Implications and Future Directions
Practically, ReDit offers an efficient, theoretically grounded machinery to accelerate LLM policy optimization in domains where the use of interpretable, hack-resistant, yet discrete reward functions is preferable (e.g., math, code, logic tasks, or settings with clear correctness criteria). This approach allows practitioners to harness the benefits of rule-based rewards without incurring the gradient instabilities and slow convergence that previously forced reliance on complex and often biased learned reward models.
On the theoretical front, the work contributes to the conversation about reward model optimality, suggesting that high-fidelity, low-variance reward functions are not universally optimal for RL fine-tuning, and a calibrated trade-off—achieved via explicit variance injection—can be preferable in many scenarios.
Future research will likely focus on:
- Automated noise scheduling: Techniques to adaptively set or learn optimal dithering schedules per task, batch, or model state.

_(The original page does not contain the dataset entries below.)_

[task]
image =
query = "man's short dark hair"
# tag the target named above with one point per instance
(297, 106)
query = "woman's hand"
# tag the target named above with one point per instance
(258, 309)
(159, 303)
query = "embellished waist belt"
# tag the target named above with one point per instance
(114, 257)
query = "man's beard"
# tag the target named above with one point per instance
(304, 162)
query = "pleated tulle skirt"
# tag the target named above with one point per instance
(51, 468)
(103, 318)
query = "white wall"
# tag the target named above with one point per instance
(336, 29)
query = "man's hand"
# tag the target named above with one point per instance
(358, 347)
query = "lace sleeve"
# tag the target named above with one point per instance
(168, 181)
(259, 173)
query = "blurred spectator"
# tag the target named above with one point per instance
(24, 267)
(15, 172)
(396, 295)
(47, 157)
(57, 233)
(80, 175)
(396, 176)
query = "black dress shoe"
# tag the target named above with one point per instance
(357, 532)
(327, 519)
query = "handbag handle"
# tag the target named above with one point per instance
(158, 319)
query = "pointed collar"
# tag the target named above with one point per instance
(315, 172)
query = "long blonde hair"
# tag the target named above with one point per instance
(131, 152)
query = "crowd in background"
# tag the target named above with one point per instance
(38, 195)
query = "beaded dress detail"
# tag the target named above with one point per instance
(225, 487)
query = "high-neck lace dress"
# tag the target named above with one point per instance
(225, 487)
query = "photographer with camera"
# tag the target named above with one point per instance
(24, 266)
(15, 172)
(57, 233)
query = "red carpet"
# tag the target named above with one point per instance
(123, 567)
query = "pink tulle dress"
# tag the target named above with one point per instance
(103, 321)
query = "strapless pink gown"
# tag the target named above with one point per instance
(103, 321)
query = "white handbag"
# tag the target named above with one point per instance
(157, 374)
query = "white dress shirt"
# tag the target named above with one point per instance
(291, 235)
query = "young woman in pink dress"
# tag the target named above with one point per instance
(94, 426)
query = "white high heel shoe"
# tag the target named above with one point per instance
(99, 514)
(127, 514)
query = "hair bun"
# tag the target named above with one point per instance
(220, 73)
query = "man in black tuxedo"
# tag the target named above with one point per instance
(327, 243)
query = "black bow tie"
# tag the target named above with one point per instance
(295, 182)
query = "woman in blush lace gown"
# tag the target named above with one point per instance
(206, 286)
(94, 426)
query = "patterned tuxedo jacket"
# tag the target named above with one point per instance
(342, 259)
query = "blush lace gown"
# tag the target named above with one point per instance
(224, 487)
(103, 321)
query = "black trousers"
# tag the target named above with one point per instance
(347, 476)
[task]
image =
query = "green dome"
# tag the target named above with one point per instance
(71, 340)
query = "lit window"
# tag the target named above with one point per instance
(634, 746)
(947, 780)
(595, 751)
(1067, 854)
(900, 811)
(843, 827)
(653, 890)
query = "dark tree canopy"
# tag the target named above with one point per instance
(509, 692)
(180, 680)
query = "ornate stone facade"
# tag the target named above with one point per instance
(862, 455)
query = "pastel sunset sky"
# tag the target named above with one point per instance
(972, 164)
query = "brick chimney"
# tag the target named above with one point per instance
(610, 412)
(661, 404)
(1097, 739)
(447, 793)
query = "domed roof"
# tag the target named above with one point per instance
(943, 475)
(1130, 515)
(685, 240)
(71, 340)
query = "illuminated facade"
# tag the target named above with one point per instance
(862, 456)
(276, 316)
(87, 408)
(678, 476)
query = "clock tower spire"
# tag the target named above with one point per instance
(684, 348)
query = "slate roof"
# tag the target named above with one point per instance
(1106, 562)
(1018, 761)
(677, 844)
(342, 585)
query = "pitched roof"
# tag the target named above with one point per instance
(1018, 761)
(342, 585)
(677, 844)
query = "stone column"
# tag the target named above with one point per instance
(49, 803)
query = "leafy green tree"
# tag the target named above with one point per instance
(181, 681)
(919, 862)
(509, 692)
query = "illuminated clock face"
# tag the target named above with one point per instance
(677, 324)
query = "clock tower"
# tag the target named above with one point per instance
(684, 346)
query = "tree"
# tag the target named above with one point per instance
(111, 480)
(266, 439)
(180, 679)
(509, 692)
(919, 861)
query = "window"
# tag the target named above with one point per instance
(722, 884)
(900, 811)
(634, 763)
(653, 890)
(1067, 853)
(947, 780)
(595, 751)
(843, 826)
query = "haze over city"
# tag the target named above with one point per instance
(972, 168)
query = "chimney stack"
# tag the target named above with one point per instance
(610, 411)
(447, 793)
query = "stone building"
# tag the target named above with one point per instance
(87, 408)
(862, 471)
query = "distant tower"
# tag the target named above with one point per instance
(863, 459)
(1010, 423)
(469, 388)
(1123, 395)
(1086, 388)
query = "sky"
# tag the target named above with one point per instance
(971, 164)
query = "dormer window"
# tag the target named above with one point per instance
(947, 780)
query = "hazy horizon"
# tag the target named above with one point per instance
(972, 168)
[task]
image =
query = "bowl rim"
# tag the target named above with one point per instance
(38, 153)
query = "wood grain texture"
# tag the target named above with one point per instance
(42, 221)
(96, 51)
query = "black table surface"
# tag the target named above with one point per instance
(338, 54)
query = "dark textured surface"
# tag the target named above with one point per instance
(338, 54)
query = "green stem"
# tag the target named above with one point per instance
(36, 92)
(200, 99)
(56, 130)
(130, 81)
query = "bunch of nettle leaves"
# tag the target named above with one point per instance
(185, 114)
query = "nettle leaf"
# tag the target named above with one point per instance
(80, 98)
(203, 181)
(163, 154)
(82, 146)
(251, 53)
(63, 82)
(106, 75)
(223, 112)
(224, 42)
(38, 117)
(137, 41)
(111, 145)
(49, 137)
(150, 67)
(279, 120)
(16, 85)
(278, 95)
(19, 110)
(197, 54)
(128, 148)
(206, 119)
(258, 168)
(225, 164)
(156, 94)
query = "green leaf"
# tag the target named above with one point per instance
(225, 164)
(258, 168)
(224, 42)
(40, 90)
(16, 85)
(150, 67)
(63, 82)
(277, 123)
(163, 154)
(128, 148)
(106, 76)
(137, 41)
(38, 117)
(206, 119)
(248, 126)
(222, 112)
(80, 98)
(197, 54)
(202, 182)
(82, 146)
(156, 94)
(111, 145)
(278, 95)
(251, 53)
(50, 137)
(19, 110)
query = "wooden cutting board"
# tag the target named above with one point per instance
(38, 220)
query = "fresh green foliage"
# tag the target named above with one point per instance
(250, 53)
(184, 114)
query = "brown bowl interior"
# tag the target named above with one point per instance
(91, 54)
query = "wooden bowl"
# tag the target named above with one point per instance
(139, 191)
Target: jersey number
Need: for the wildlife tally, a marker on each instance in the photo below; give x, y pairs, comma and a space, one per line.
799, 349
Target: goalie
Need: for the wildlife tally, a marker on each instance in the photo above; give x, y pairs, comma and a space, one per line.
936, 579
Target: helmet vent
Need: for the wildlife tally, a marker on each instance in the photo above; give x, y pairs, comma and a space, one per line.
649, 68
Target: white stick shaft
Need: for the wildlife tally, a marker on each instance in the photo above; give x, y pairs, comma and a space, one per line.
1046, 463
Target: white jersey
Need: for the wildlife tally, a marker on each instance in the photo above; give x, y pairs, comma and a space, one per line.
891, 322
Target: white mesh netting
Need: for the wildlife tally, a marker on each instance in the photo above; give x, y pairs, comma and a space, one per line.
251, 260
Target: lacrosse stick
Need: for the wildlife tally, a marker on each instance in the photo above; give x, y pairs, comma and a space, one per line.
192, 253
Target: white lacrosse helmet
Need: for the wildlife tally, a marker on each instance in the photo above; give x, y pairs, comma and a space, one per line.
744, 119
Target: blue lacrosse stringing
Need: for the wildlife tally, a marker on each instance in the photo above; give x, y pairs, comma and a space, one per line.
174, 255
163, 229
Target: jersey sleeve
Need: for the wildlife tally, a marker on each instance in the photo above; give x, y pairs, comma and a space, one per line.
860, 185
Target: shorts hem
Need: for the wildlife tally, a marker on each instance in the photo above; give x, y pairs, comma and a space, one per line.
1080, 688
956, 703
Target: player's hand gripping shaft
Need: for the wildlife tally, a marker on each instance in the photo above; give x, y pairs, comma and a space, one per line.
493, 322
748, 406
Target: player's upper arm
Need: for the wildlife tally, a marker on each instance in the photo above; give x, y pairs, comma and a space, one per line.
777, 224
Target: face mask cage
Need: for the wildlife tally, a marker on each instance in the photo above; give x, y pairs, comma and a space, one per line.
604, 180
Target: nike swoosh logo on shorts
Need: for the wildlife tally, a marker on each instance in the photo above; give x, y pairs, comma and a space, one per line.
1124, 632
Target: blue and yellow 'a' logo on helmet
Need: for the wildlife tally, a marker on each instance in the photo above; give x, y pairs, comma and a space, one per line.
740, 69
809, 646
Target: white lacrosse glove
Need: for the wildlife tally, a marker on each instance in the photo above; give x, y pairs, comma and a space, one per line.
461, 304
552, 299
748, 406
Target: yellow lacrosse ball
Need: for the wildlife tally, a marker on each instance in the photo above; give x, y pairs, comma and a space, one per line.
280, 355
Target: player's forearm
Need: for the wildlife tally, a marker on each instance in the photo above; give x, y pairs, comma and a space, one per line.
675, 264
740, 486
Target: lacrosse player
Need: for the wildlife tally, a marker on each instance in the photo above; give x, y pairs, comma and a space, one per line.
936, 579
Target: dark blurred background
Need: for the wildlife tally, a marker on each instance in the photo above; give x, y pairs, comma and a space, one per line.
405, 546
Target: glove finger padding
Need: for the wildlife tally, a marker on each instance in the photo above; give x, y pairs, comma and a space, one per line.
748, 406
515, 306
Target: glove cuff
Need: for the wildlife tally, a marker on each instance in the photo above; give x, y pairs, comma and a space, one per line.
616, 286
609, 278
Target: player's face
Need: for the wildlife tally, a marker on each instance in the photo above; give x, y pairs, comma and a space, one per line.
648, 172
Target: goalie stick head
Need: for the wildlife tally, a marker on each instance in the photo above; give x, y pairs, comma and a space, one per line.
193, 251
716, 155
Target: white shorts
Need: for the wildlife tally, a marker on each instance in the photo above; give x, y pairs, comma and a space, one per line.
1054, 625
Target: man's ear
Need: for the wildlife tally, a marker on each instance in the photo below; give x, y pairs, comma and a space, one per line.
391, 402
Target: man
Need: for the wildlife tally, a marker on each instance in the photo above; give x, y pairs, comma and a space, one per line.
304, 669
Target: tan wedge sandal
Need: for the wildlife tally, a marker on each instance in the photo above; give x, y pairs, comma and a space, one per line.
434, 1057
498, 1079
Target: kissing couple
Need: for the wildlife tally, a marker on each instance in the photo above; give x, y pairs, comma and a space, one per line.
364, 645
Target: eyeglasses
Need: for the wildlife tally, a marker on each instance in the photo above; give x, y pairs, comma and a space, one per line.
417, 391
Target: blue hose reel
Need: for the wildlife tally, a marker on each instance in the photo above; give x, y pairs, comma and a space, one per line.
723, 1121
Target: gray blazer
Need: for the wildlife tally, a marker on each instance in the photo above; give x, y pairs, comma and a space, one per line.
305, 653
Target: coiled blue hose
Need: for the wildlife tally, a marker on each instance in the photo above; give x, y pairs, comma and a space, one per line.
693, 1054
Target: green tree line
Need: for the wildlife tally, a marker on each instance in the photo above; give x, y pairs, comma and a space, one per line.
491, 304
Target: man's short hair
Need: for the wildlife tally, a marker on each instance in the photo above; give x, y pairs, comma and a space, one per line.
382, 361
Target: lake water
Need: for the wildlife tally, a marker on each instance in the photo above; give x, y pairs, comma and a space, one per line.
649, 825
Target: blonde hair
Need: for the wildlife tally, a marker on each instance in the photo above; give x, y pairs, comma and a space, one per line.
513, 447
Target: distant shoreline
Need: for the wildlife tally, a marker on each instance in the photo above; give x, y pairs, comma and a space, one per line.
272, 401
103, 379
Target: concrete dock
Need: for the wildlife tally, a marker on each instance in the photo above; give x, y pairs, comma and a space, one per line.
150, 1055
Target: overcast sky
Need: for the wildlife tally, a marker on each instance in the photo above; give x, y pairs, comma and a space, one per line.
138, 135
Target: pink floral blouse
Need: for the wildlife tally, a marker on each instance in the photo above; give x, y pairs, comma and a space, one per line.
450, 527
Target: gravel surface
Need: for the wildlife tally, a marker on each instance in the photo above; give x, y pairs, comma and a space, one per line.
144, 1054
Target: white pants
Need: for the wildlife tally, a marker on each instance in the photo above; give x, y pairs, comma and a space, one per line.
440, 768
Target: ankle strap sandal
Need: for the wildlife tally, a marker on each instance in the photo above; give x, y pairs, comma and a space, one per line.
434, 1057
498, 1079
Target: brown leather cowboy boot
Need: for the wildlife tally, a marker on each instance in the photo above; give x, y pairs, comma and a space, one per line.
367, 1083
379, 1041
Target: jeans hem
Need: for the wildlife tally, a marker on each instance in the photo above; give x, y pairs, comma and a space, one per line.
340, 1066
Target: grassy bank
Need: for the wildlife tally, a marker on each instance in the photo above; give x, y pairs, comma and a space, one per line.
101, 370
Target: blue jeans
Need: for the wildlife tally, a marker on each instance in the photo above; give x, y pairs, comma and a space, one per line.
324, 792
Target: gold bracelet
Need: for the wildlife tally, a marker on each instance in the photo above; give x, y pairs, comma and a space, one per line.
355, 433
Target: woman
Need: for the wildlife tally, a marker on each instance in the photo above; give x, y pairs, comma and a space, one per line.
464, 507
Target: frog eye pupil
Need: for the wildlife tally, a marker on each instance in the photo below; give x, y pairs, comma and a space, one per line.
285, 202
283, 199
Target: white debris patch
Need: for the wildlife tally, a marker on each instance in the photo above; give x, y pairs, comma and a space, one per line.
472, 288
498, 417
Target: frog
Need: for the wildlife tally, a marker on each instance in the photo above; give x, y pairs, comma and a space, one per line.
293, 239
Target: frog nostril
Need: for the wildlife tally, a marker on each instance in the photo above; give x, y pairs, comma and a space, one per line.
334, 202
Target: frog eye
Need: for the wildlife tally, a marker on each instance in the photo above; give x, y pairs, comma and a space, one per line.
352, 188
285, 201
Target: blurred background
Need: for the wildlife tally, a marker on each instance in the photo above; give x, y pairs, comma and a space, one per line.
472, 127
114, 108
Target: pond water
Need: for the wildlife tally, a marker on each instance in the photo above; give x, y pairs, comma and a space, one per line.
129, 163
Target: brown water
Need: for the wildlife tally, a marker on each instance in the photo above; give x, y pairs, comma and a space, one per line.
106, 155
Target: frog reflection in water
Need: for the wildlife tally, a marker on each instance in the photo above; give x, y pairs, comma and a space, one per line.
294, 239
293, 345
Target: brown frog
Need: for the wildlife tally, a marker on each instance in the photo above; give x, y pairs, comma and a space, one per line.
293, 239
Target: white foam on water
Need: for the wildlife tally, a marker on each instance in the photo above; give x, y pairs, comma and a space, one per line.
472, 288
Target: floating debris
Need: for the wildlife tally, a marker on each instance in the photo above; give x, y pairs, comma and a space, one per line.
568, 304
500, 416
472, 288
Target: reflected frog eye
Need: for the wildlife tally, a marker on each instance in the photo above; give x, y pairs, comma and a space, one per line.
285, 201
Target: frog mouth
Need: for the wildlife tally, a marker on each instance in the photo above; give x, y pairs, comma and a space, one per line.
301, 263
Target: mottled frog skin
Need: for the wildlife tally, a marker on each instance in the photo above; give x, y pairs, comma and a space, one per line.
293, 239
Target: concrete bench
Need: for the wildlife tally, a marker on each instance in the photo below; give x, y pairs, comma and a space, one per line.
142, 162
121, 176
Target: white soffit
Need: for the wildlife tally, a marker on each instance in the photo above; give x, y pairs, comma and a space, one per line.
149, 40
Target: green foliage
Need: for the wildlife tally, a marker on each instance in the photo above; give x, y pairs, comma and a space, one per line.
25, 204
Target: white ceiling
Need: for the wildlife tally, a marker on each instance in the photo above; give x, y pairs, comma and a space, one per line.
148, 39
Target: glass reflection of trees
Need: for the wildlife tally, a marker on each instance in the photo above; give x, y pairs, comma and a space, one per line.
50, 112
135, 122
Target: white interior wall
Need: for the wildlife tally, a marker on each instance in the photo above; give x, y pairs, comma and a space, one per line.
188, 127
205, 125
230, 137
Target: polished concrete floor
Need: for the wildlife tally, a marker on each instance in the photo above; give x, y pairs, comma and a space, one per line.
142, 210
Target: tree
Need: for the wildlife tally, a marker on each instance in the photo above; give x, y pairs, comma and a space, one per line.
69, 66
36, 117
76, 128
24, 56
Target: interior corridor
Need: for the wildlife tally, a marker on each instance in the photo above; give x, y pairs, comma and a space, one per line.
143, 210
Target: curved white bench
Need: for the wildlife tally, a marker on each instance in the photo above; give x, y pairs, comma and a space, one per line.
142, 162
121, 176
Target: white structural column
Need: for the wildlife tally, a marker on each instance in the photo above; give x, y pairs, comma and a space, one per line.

- Broader RL settings: Extensions to multi-modal or multi-agent RL scenarios where similar optimization pathologies exist in the presence of discrete reward signals.
- Synergy with other exploration methods: Integration with reward shaping, intrinsic motivation, and other variance-driven RL methods for further gains.
In summary, ReDit provides a simple, efficient mechanism to address foundational optimization challenges in reinforcement learning with discrete rewards, facilitating better, faster, and more robust policy optimization for LLMs. Its empirical and theoretical analysis underscores the value of revisiting the bias-variance paradigm in reward design for contemporary LLMs.